A beautiful exemplar of this is Joseph in today’s Gospel. He does not become fixated in his problem: his promised bride, whom he had never touched, is pregnant. He presumes that he understands but he remains open enough not to make a case out of their predicament. And the same openness allows him to heed an angel and that predicament is retold with a new meaning.
Don’t say. “But an angel explained that to him; that never happens to me!” Remember, it was an angel in a dream; Joseph could have dismissed that as a figment of his imagination. Perhaps angels have, through whatever mediation, already spoken to you, but did you deny it because you presumed that could never happen? Joseph had the hospitable attitude capable of hearing an angelic message.
But this is not just another human event. This is the event for which we were created, when God’s realm breaks into our realm, when eternity mingles in time–just like the sacrament we celebrate at this altar. When time and eternity touch, time becomes relative and that is why we celebrate this Gospel during Advent.

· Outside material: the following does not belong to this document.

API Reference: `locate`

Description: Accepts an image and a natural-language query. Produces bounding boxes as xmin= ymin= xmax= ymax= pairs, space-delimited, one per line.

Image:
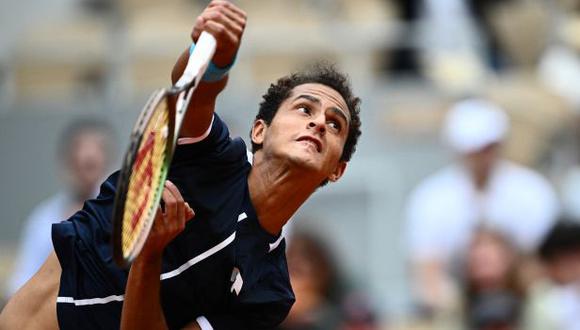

Christ’s coming at the end of time, celebrated in Advent, isn’t exchanged for Christ’s birth in time. Conceived in the Virgin’s womb, Eternity overcomes the limits of time. For Mary, as for Joseph, this is the same as Christ coming to judge the living and the dead. By their responses, both Joseph and Mary are judged, found worthy and capable of the mission they are called to fulfill. That conception echoes all the way to the end time; that tiny life already contains the fullness of life; the helpless child who escapes Herod’s slaughter is already the dread and merciful judge before whom Herod is judged and condemns himself.
This is no birthday remembrance we prepare to celebrate. Isn’t it our story and our judgment that we are preparing?